The Federal Communications Commission recently accepted opinions about the National Football League's blackout rule. Not surprisingly, a great many people actually wrote to say something about it.
Who says the art of writing a letter is dead in our society?
I can guess how the tide of opinion came in on this matter. Fans want to see all the games on television. That's as predictable as politicians getting on the bandwagon in supporting those fans, because they think it's an easy issue to support and thus gain votes.
But the matters strikes me as more complicated than it seems from a quick glance.
On a personal level, I'd be more than happy to see every NFL game on television. I can not attend most games because of work. Yet seeing the games helps me in my job at the newspaper as I check out and edit stories about that same game. Events are clearer in my mind, and I catch more innocent mistakes.
Oh, and of course, I enjoy the games.
But I live in Buffalo, one of the few areas where blackouts are a problem. There were only 16 games blacked out in the NFL last season, and three of them were here. Tampa Bay and Cincinnati were the only teams ahead of Buffalo in that dubious department.
From there, we get down to the matter of personal philosophy. If the NFL were forced to show every game on television, we would be forcing the league to give away its product for free when it has tickets to sell. If you believe in free markets, that doesn't seem to be particularly fair.
I have heard the argument that the Bills, like many NFL teams play in a facility that is at least partially constructed with tax dollars. Therefore, why shouldn't the entire public be entitled to see the games? The problem with that is it would be a heck of exception to the usual rules of such support. In other words, the government funds a variety of enterprises through grants, loans, etc. Does it force any of those companies to give away its product as a trade-off for the financial backing? I don't think so. Otherwise, I'd have a new General Motors car in my driveway every year or two.
The Bills are particularly vulnerable to blackouts. They play in one of the smallest markets in the league, and they have a large stadium (75,000 seats). In addition, they play in an area where the December weather is, at best, iffy. Granted, the team hasn't been in the playoffs for more than a decade, but it's never been easy to sell late-season games no matter what the team's record.
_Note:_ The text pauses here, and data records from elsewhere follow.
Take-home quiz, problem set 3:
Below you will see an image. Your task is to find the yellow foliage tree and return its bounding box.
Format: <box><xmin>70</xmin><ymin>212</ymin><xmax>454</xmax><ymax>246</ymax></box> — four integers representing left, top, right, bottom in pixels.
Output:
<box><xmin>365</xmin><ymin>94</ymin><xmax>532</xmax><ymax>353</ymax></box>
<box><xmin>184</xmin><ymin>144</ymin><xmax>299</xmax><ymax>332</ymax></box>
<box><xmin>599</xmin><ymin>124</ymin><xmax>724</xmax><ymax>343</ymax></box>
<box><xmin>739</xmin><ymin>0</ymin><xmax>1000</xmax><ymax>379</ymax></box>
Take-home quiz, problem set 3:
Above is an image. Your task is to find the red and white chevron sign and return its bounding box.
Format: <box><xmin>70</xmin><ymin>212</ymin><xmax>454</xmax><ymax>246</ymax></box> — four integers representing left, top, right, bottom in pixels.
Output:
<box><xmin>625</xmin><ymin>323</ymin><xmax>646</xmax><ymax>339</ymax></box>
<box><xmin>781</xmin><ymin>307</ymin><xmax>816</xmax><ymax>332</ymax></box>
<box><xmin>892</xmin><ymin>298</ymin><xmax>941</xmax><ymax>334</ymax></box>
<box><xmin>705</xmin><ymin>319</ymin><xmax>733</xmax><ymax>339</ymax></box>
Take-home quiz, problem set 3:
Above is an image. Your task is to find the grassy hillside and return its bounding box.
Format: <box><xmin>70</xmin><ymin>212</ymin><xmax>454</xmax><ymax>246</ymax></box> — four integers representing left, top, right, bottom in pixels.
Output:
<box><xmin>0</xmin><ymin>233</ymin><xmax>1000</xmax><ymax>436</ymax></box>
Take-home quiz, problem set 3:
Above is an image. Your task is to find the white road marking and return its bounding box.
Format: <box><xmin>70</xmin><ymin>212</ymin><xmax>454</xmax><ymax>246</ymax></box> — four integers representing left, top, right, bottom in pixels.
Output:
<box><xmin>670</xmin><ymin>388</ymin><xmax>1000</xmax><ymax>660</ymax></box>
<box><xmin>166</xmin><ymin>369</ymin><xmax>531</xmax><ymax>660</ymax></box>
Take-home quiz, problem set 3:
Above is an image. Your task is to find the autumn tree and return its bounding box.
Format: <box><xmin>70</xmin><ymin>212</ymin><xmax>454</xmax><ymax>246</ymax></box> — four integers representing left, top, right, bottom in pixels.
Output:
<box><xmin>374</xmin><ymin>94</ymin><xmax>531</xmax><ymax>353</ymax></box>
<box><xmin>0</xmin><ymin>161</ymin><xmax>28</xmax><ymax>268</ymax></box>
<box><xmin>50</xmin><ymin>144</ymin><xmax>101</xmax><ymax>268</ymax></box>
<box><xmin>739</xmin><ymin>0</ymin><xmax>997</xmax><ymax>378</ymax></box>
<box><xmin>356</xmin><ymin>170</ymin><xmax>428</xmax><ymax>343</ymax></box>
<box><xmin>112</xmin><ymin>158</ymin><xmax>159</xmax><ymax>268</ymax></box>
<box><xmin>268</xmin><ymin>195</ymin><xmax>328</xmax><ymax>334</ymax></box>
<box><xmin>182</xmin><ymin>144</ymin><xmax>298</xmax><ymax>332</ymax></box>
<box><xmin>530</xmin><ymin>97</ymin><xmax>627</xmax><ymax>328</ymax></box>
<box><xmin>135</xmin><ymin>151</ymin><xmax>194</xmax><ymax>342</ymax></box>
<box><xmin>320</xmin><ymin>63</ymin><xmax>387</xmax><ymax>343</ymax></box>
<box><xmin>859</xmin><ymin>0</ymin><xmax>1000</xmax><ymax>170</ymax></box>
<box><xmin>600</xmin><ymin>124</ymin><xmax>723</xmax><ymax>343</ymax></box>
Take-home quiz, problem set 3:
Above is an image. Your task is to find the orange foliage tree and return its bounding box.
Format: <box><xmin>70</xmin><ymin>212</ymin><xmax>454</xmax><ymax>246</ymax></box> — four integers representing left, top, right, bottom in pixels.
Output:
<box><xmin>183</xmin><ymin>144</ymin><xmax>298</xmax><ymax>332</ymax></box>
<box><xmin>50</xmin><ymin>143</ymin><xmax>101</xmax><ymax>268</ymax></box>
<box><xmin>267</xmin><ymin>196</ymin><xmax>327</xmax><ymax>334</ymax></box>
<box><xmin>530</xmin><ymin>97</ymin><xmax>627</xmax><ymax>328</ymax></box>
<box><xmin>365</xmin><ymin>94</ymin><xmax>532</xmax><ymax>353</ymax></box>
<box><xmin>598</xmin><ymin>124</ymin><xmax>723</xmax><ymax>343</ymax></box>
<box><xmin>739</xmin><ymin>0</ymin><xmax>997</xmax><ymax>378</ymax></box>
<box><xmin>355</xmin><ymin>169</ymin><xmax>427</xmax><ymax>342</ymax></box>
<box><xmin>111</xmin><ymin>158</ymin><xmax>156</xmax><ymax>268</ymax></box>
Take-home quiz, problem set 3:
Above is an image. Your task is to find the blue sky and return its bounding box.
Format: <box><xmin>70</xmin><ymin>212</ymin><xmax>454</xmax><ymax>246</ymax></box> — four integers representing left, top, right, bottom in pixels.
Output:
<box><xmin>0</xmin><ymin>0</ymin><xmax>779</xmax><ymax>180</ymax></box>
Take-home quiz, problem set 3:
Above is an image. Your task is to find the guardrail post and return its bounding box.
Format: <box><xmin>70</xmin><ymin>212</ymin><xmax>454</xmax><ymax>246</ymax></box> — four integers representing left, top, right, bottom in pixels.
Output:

This past season, the Bills played the Broncos on Christmas Eve in a meaningless game to them. There were fewer than 50,000 in the stands, and the game was blacked out. It's fair to say the building didn't have a great deal of electricity because of the relatively small turnout. How many more people would have stayed home had the contest been on television? Hard to answer that one, but "some" seems correct. That means the team loses money on possible ticket sales, and it loses other game-related revenues (parking, concessions, souvenirs, etc.) from those who choose to stay home.
Add up the considerations, and I guess I believe that if I don't buy tickets on a regular basis, I don't have much of a case to complain. I know that some fans can't afford to go to any games, and that some fans can't physically attend games due health issues. We'd all like to see the games, but I can't sit here and say we have a right to see the games.
Maybe the NFL will look over the economics involved, and decide that a no-blackout rule actually might help it. Such a move would help television ratings and making the TV package more valuable to networks and advertisers. It seems to work for the Sabres.
Again, that's the NFL's decision. In the meantime I'm an interested bystander, but only an interested bystander.